A nouveau, l'escapisme selon moi n'est pas foncièrement mauvais et même plutôt bénéfique à court terme: il permet de s'évader, de puiser de l'espoir dans une visualisation apaisante, ou bien à travers une issue positive espérée voire totalement fantasmée, mais pas forcément réaliste.

Cependant, il existe une alternative à cet escapisme. Et toute alternative à l'escapisme implique naturellement un grand courage, car ne pas verser dans l'escapisme, c'est être prêt à affronter la réalité en face, quelle qu'elle soit, sans même essayer de s'y soustraire! Cette alternative est à la fois:
  • simple
  • courageuse
  • réaliste
Je pense tout simplement à la pratique de la méditation telle qu'enseignée maintenant en occident par des grands maîtres bouddhistes qui rendent cette pratique séculaire. Je ne prétend pas dans cet article l'expliquer en détail, mais je souhaite plutôt balayer d'un revers de main l'idée selon laquelle la pratique de la méditation serait réservée aux faiblards, en recherche de nirvanas ou de plages ensoleillées plânant sur un nuage (pour ça, les joints marchent mieux d'ailleurs non?). La méditation, loin de ces idées préconçues, ne consiste pas à ignorer les sensations/émotions déagréables pour les remplacer par du soleil et du sable. Elle consiste plus simplement à l'identification des moments d'émotions fortes y compris très désagréables, et à leur observation dénuée de jugement. Il s'agit presque, pour reprendre Yongey Mingyour Rinpotché, de faire ami-ami avec ces émotions désagréables et de les accueillir sans jugement. Et ça, ça demande du courage et pas des moindres! C'est une pratique extrêmement résiliente sur le long terme qui à mon sens évite de façon très élégante et simple l'écueil de l'escapisme, et permet de mieux se connaître soi-même, de mieux comprendre nos automatismes et habitudes mentales ainsi que notre façon d'appréhender notre monde.

vendredi 1 juillet 2011

Une gymnastique de l'esprit

La méditation attire les foules.

Foule de méditants de toutes sortes. Des new ages farfelus transportés par des visions d’aura, de chakras lumineux et autres expériences extraordinaires, aux ascètes minimalistes et austères, en passant par des bouddhistes affirmés.

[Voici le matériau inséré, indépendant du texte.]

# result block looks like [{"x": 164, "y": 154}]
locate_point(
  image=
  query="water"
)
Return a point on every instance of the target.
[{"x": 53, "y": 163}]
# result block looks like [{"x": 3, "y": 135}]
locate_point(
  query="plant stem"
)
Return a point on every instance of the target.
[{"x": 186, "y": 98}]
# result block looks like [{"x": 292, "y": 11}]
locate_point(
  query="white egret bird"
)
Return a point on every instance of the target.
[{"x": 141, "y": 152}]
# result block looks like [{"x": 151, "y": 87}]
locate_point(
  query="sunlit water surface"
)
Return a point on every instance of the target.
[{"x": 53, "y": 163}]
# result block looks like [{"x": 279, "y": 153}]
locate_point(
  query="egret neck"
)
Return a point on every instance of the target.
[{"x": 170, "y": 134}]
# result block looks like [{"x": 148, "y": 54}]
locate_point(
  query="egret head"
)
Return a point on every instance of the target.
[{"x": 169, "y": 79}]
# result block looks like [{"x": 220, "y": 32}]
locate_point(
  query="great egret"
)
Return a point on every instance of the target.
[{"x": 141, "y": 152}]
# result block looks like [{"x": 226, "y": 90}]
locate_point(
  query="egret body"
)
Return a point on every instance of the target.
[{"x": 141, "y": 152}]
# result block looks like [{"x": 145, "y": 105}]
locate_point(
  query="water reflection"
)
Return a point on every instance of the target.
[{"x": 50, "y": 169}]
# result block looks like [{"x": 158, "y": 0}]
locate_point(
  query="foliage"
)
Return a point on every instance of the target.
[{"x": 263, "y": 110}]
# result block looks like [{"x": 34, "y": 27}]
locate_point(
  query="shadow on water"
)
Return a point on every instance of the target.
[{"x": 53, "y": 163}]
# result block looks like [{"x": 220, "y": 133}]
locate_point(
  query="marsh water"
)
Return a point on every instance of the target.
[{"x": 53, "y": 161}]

Foules de détracteurs aussi, plus ou moins allergiques à la méditation et ce qui l’entoure, et plus ou moins ouverts au mot même de méditation souvent pour ces détracteurs synonymes d’illuminés irrationnels !

L’objet de cet article est de tenter d’apporter plus de clarté autour de la méditation, d’apaiser les esprits et, qui sait, attiser la curiosité de certains ?

Quelques préliminaires.

La méditation selon moi :

  • est un entraînement de l’esprit aussi simple que la pratique sportive,
  • n’a pas le moindre lien avec quoique ce soit de surnaturel ni de religieux, et
  • n’est pas non plus synonyme de maîtrise des émotions et du comportement dans une vision manichéenne de fouettage vigoureux.
  • ne produit pas des personnes « vieux jeu » et austère, ni des personnes perchées fumant des joints et parlant d’énergies mystiques à tout va
  • est simple, saine et scientifiquement prouvée.

Ceci étant dit, allons-y.

Pratique de l’attention.

La méditation est un hymne à la conscience et à l’attention portée au moment présent. Voilà comment j’illustrerai le concept de conscience/attention de manière simple : lorsqu’on mange devant un écran (télé, ordinateur) par exemple, on n’est pas (ou très peu) conscient de ce qu’on mange. On n’est pas dans l’attention ou la conscience. Par contre, lorsque l’on déguste une gourmandise comme une glace ou un chocolat (Nutella ?) on est (en général) dans l’attention/conscience du goût de l’aliment.

La méditation (idéalement pratiquée quotidiennement) consiste à cultiver cette attention au moment présent, quel qu’il soit, de la manière suivante, souvent assis en tailleur dans un endroit plutôt calme. On alterne entre :

  • moment où l’attention est simplement portée au moment présent, sans aucun jugement. Tout ce qui passe par la tête est simplement remarqué de façon consciente. A chaque fois qu’on se laisse emporter par un raisonnement/une rêverie et que l’on perd l’attention, à mesure qu’on se rend compte de cet égarement on ramène simplement son attention à ce dont on pensait, de manière consciente.
  • ensuite, moment où l’attention est portée vers un objet plus précis, comme un son, une image, une sensation ou une pensée. En réalité, peu importe l’objet lui-même, il s’agit simplement de porter son attention sur quelque chose de défini et précis. Ici aussi l’esprit va inévitablement se laisser emporter par des rêveries auquel cas il faut simplement ramener son attention à l’objet, sans se blâmer.
  • on revient à l’attention portée au moment présent sans objet précis. Ainsi de suite, en alternant.

Quelques effets notables.

Cette pratique peut sembler à certains assez stérile voire enfantine. Cependant, il n’en n’est rien et malgré la facilité de l’exercice les conséquences profondes sont complexes, bénéfiques et durables. (Par ailleurs, notez que cette pratique est le fondement de la méditation mais que d'autres pratiques plus avancées existent et j'en toucherait un mot dans d'autres articles.) Voici quelques effets notables à mon sens, sans mentionner l’évident effet relaxant de cette pratique.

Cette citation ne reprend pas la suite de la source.